From History of the Christian Church: The Complete Set of Eight Volumes (1858)
These bloody shows, in which human beings, mostly criminals, prisoners of war, and barbarians, by hundreds and thousands killed one another or were killed in fight with wild beasts for the amusement of the spectators, were still in full favor at the beginning of the period before us. The pagan civilization here proves itself impotent. In its eyes the life of a barbarian is of no other use than to serve the cruel amusement of the Roman people, who wish quietly to behold with their own eyes and enjoy at home the martial bloodshedding of their frontiers. Even the humane Symmachus gave an exhibition of this kind during his consulate (391), and was enraged that twenty-nine Saxon prisoners of war escaped this public shame by suicide.216 While the Vestal virgins existed, it was their special prerogative to cheer on the combatants in the amphitheatre to the bloody work, and to give the signal for the deadly stroke.217 The contagion of the thirst for blood, which these spectacles generated, is presented to us in a striking example by Augustine in his Confessions.218 His friend Alypius, afterward bishop of Tagaste, was induced by some friends in 385 to visit the amphitheatre at Rome, and went resolved to lock himself up against all impressions. "When they reached the spot," says Augustine, "and took their places on the hired seats, everything already foamed with bloodthirsty delight. But Alypius, with closed eyes, forbade his soul to yield to this sin. O had he but stopped also his ears! For when, on the fall of a gladiator in the contest, the wild shout of the whole multitude fell upon him, overcome by curiosity he opened his eyes, though prepared to despise and resist the sight.
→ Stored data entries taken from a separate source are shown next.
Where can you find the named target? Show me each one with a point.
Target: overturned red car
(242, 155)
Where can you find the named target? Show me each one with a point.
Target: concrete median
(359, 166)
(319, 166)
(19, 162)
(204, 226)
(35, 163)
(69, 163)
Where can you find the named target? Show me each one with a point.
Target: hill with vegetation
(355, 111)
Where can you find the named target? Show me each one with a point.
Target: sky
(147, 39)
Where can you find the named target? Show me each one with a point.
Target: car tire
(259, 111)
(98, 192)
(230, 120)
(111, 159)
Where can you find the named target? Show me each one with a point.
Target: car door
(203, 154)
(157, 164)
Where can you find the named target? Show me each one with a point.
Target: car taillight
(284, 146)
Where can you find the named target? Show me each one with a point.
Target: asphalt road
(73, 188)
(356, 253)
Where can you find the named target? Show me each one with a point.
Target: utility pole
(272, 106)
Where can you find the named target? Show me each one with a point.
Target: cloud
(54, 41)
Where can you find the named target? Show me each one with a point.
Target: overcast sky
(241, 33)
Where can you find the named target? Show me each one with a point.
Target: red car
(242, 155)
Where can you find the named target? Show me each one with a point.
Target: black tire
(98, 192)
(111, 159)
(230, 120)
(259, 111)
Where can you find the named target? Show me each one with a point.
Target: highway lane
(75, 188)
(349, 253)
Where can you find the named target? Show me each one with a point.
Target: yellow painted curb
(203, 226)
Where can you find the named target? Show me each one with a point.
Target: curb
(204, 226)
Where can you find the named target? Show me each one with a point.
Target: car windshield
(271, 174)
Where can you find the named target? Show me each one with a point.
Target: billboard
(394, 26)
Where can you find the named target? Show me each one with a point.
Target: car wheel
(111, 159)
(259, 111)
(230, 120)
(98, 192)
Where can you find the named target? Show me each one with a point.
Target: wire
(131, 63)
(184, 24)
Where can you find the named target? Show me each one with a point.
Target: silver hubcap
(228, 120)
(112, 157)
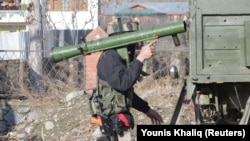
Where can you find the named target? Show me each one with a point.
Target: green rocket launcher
(119, 40)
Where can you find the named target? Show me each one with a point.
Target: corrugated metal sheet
(150, 8)
(15, 45)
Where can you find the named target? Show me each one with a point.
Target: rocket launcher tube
(115, 41)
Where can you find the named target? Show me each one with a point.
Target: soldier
(115, 84)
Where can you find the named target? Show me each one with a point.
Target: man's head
(121, 25)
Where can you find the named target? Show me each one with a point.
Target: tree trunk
(35, 48)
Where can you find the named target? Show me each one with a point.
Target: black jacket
(111, 68)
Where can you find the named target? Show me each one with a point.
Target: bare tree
(35, 48)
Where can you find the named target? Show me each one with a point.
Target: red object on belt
(124, 119)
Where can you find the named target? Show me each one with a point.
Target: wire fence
(31, 73)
But he was smitten with a more grievous wound in the soul than the combatant in the body, and fell more lamentably .... For when he saw the blood, he imbibed at once the love of it, turned not away, fastened his eyes upon it, caught the spirit of rage and vengeance before he knew it, and, fascinated with the murderous game, became drunk with bloodthirsty joy .... He looked, shouted applause, burned, and carried with him thence the frenzy, by which he was drawn to go back, not only with those who had taken him there, but before them, and taking others with him."